The lending segment only grew 8% in 2024. That slowdown isn’t alarming when you understand the context: higher interest rates throughout most of 2024 suppressed demand for personal, student, and home loans. The Federal Reserve didn’t even begin easing rates until September. By late 2024, lending showed signs of rebounding, suggesting pent-up demand could drive acceleration in 2025.

But the real story? Financial services exploded. This segment—which includes checking and savings accounts, brokerage services, and credit cards—grew net revenue by a staggering 88% year-over-year, reaching $821 million. Even better: it shifted from cash-burning operations to a 37% contribution margin business.

That’s the transformation Cathie Wood likely spotted. SoFi stopped acting like a loss-leader startup and started operating like a scaled financial services provider.

The Profitability Question Isn’t As Complicated As It Looks

On paper, SoFi reported $499 million in GAAP net income for 2024. But here’s the catch—and here’s why understanding the details matters: approximately $272 million of that came from one-time tax benefits.

Strip away the noise, and SoFi’s core earnings are smaller than headline numbers suggest. This is why traditional valuation multiples (price-to-earnings) don’t work well for this company. You’d be overvaluing it.

Instead, look at price-to-book (P/B) and price-to-sales (P/S) multiples. These metrics compare SoFi directly to its closest competitor: Robinhood, another fintech powerhouse built on trading volume and net interest spreads.

Here’s where the disconnect emerges. Despite SoFi’s superior growth trajectory over the past several years, its P/B and P/S multiples trail Robinhood by significant margins. Translation: SoFi is trading at a discount relative to its growth performance and business momentum.

Why the Market Might Be Undervaluing SoFi Under $20

The financial services industry is increasingly competitive. Fintechs are consolidating, scaling, and proving their business models. SoFi has done exactly that.

The company is expanding both revenue and profits across its major segments simultaneously. It’s not growing at the expense of profitability—it’s doing both. That’s rare among best stocks in the fintech space, especially in companies trading under $20.

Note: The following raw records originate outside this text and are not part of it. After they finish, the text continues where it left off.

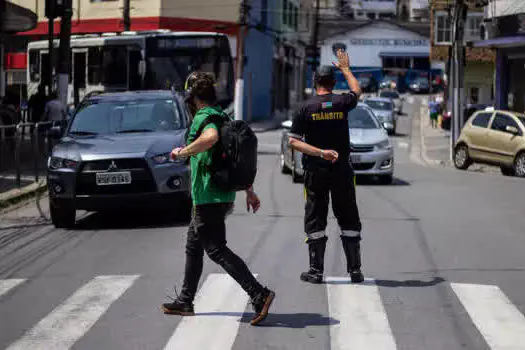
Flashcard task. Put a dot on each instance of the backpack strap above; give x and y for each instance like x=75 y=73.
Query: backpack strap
x=214 y=118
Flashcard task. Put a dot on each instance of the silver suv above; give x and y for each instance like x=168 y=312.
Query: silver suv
x=115 y=153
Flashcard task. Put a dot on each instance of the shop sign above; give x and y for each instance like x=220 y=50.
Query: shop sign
x=390 y=42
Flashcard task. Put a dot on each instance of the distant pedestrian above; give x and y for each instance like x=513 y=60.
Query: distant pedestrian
x=55 y=110
x=320 y=132
x=211 y=205
x=37 y=104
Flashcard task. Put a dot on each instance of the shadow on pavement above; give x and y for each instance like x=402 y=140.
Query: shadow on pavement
x=372 y=180
x=410 y=283
x=299 y=320
x=128 y=220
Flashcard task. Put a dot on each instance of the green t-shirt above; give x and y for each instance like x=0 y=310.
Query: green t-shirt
x=203 y=190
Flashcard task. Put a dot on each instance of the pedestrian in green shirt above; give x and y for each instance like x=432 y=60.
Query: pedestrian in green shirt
x=211 y=205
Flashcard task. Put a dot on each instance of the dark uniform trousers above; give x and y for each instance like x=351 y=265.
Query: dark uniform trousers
x=320 y=184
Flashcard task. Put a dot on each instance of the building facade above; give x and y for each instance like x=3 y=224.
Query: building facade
x=479 y=62
x=274 y=46
x=504 y=32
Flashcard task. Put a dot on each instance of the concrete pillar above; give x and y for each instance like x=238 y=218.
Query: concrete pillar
x=2 y=71
x=502 y=82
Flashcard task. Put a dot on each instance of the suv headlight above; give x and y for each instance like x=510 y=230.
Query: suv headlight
x=55 y=163
x=383 y=145
x=165 y=158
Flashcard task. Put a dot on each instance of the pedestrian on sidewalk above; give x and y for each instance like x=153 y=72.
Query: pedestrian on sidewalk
x=320 y=132
x=211 y=205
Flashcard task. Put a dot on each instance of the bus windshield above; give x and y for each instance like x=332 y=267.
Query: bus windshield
x=171 y=59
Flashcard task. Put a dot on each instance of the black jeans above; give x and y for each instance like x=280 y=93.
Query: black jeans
x=319 y=185
x=207 y=233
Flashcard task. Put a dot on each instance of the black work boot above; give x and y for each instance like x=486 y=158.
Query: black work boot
x=316 y=249
x=352 y=249
x=178 y=307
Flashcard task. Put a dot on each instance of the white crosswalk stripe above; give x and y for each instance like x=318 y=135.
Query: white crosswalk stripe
x=361 y=315
x=358 y=311
x=218 y=306
x=73 y=318
x=7 y=285
x=498 y=320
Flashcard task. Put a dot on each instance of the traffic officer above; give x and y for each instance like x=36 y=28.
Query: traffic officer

Compare this to other names in Cathie Wood’s portfolio: many are unprofitable startups with billion-dollar valuations despite questionable unit economics and erratic growth patterns. SoFi, by contrast, is a mature platform with diversified revenue, improving margins, and a clear path to sustained profitability.

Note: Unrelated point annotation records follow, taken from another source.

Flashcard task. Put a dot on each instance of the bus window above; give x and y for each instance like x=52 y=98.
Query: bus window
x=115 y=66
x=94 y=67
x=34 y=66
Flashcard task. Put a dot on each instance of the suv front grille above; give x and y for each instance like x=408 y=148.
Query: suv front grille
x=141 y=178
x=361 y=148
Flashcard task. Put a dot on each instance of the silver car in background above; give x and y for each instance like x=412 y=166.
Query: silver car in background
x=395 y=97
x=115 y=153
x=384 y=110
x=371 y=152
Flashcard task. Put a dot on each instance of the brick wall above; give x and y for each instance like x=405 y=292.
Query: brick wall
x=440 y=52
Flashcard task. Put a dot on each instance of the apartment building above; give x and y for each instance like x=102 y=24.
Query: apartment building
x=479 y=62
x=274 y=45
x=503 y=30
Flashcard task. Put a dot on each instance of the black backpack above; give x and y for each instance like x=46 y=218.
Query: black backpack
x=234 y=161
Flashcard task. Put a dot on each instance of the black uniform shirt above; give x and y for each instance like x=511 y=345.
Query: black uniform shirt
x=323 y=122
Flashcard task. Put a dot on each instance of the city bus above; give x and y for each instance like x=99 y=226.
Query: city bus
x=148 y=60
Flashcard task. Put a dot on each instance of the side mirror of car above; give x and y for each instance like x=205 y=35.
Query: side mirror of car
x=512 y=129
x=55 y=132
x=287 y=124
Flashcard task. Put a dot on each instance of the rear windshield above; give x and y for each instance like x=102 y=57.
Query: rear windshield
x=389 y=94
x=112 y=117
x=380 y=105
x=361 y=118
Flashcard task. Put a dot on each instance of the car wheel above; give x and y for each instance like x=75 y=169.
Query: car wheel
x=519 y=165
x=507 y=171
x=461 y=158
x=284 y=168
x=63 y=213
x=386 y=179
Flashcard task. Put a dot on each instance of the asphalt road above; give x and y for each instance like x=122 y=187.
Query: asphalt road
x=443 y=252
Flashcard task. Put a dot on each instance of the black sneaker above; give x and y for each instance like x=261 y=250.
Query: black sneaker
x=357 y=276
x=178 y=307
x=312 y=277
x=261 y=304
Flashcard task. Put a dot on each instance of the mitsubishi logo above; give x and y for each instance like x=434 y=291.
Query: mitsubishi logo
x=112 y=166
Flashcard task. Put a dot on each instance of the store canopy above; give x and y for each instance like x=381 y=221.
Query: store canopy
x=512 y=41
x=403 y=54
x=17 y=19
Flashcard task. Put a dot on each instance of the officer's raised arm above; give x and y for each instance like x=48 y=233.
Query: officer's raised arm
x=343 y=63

The valuation gap between SoFi and its peers suggests investors haven’t fully priced in the company’s long-term potential. That’s an opportunity.

The Case for Now

Cathie Wood’s investment thesis often centers on identifying tomorrow’s disruptors before the mainstream recognizes them. SoFi fits that mold, but with a crucial difference: the disruption is already underway, and the financial results are visible.

For investors seeking best stocks opportunities without the extreme risk profile of pre-revenue biotechs or speculative AI plays, SoFi represents a more grounded approach. It’s still trading at a reasonable price point, still growing profitably, and still benefiting from industry tailwinds as fintech adoption accelerates.

At current levels, this appears to be the kind of entry point that rewards patient, long-term investors. The question isn’t whether SoFi will succeed—it already is. The question is whether you’ll notice before the market catches up.

This page may contain third-party content, which is provided for information purposes only (not representations/warranties) and should not be considered as an endorsement of its views by Gate, nor as financial or professional advice. See Disclaimer for details.